Show $S = f^{-1}(f(S))$ for all subsets $S$ iff $f$ is injective

Let $f: A \rightarrow B$ be a function. How can we show that for all subsets $S$ of $A$, $S \subseteq f^{-1}(f(S))$? I think this is a pretty simple problem but I'm new to this so I'm confused.

Also, how can we show that $S = f^{-1}(f(S))$ for all subsets $S$ iff $f$ is injective?

Solution 1:

Let $x\in S$. Then $f(x)\in f(S)$, so that $x\in f^{-1}(f(S))$.

Suppose $f$ is injective. Let $x\in f^{-1}(f(S))$. Then $f(x)\in f(S)$, so that $f(x)=f(y)$ for some $y\in S$. It follows that $x=y\in S$.
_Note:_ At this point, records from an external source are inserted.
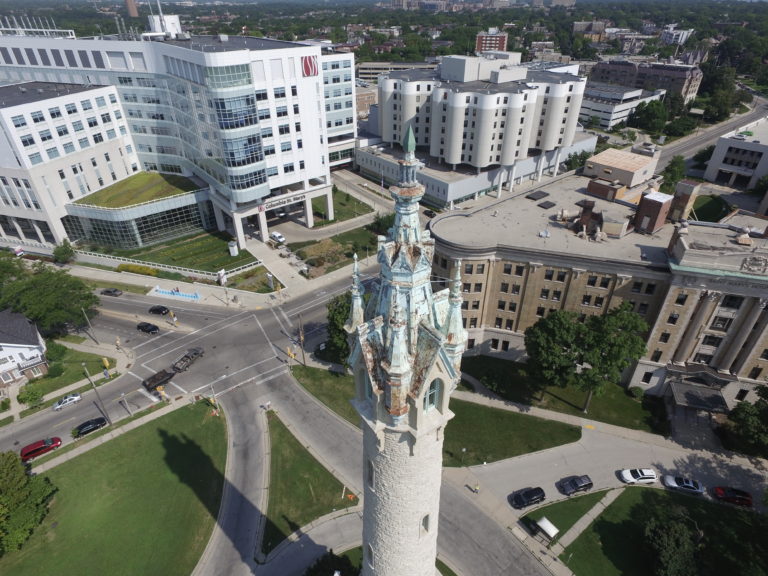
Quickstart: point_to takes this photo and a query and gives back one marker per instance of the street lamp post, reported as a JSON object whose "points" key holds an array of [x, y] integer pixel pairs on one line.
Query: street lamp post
{"points": [[98, 396]]}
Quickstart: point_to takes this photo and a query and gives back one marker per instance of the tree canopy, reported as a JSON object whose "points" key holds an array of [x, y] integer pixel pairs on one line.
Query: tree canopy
{"points": [[51, 298], [589, 355], [23, 502]]}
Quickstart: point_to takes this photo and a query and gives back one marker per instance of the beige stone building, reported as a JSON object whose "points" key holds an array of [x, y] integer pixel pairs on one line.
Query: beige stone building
{"points": [[701, 288]]}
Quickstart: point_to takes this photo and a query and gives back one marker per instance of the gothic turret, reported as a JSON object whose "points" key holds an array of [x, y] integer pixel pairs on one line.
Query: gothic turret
{"points": [[405, 355]]}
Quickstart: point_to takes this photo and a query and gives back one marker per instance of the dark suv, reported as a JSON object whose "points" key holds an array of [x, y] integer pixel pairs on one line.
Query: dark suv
{"points": [[527, 497], [574, 484]]}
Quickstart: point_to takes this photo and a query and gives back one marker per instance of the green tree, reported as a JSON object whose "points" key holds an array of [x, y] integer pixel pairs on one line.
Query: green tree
{"points": [[30, 395], [673, 173], [50, 298], [749, 421], [589, 355], [337, 348], [23, 502], [64, 253], [671, 545]]}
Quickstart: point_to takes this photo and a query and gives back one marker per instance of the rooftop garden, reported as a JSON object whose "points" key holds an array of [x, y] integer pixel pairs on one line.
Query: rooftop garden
{"points": [[139, 188]]}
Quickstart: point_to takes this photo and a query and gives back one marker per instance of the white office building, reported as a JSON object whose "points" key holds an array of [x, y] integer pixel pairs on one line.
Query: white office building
{"points": [[59, 142], [612, 104], [248, 116]]}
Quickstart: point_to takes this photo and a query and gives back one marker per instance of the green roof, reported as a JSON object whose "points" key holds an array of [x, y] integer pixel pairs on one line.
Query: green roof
{"points": [[139, 188]]}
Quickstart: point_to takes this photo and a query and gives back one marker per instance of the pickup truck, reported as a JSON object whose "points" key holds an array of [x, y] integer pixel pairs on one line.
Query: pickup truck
{"points": [[187, 360], [159, 379]]}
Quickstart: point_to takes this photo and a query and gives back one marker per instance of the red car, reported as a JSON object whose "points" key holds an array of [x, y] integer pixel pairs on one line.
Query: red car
{"points": [[732, 496], [39, 448]]}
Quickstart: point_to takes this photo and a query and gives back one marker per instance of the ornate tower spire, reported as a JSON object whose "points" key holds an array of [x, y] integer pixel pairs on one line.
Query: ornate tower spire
{"points": [[405, 356]]}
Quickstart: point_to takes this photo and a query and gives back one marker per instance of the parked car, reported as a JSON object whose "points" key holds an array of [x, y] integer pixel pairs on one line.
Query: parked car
{"points": [[67, 400], [574, 484], [39, 448], [90, 426], [732, 496], [188, 359], [638, 476], [683, 484], [147, 327], [527, 497]]}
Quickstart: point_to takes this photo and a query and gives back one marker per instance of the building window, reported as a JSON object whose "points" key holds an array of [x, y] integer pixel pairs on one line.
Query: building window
{"points": [[432, 396], [371, 475], [673, 318]]}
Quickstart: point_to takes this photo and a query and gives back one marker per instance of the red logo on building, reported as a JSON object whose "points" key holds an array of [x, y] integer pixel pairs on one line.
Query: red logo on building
{"points": [[309, 66]]}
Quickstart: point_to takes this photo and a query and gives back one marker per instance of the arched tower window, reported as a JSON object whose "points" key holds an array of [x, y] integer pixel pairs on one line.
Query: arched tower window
{"points": [[432, 396]]}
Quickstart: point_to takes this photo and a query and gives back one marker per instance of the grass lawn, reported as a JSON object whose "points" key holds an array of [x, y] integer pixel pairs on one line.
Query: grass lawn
{"points": [[488, 434], [710, 208], [511, 381], [734, 540], [144, 503], [202, 251], [332, 389], [73, 370], [300, 489], [335, 252], [566, 513], [345, 207], [141, 187]]}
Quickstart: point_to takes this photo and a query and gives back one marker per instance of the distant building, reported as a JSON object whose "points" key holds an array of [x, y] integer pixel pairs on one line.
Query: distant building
{"points": [[740, 158], [671, 35], [22, 349], [494, 39], [675, 78], [613, 104]]}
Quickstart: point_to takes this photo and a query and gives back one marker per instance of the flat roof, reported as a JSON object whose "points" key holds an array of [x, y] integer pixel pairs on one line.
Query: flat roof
{"points": [[621, 159], [232, 43], [523, 223], [27, 92]]}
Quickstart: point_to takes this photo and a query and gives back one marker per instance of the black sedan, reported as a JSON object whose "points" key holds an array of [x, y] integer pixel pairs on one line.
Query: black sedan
{"points": [[147, 328], [89, 426]]}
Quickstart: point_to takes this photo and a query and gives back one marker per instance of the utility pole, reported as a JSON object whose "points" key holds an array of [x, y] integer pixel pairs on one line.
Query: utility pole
{"points": [[301, 341], [98, 397]]}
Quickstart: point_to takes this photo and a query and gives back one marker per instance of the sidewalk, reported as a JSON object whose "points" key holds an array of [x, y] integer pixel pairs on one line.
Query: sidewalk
{"points": [[123, 361]]}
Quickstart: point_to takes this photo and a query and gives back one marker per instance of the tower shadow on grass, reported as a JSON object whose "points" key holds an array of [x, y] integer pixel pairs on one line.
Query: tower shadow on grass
{"points": [[239, 521]]}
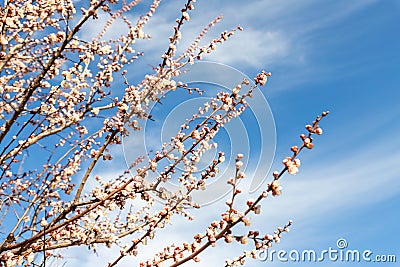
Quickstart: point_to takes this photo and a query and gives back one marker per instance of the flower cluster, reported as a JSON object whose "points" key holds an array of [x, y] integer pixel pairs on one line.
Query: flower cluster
{"points": [[67, 100]]}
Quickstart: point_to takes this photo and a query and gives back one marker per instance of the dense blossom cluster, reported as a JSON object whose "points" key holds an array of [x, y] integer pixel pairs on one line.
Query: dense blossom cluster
{"points": [[62, 110]]}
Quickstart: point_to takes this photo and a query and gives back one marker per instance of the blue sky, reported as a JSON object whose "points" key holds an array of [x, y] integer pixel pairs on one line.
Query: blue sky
{"points": [[341, 56]]}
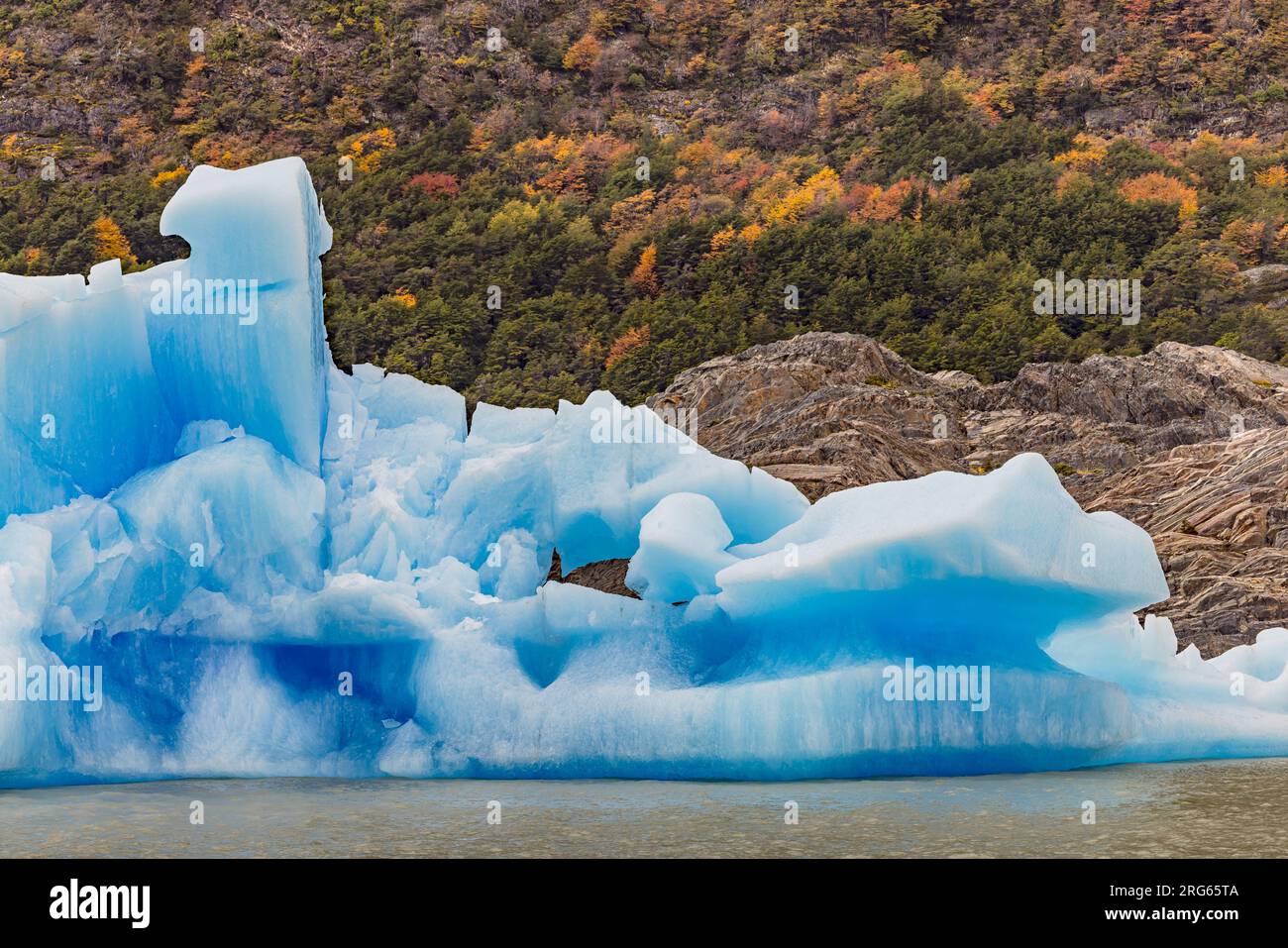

Suppose $f$ is not injective. Then $f(x)=f(y)=a$ for some $x\neq y$, so that $\{x,y\}\subset f^{-1}(f(\{x\}))$. It follows that $f^{-1}(f(\{x\}))\not\subset \{x\}$.

Solution 2:

$S \subseteq f^{-1}(f(S)):$ Choose $a\in S.$ To show $a\in f^{-1}(f(S))$ it suffices to show that $\exists$ $a'\in S$ such that $a\in f^{-1}(f(a'))$ i.e. to show $\exists$ $a'\in S$ such that $f(a)=f(a').$ Now take $a=a'.$

$S = f^{-1}(f(S))$ $\forall$ $A \subset S$ $\iff f$ is injective:

• $\Leftarrow:$ Let $f$ be injective. Choose $s'\in f^{-1}(f(S))\implies f(s')\in f(S)\implies \exists$ $s\in S$ such that $f(s')=f(s)\implies s'=s$ (since $f$ is injective) $\implies s'\in S.$ So $f^{-1}(f(S))\subset S.$ Reverse inclusion has been proved earlier. Therefore $f^{-1}(f(S))= S.$

• $\Rightarrow:$ Let $f^{-1}(f(S))= S$ $\forall$ $A \subset S.$ Let $f(s_1)=f(s_2)$ for some $s_1,s_2\in S.$ Then $s_1\in f^{-1}(f(\{s_2\})=\{s_2\}\implies s_1=s_2\implies f$ is injective.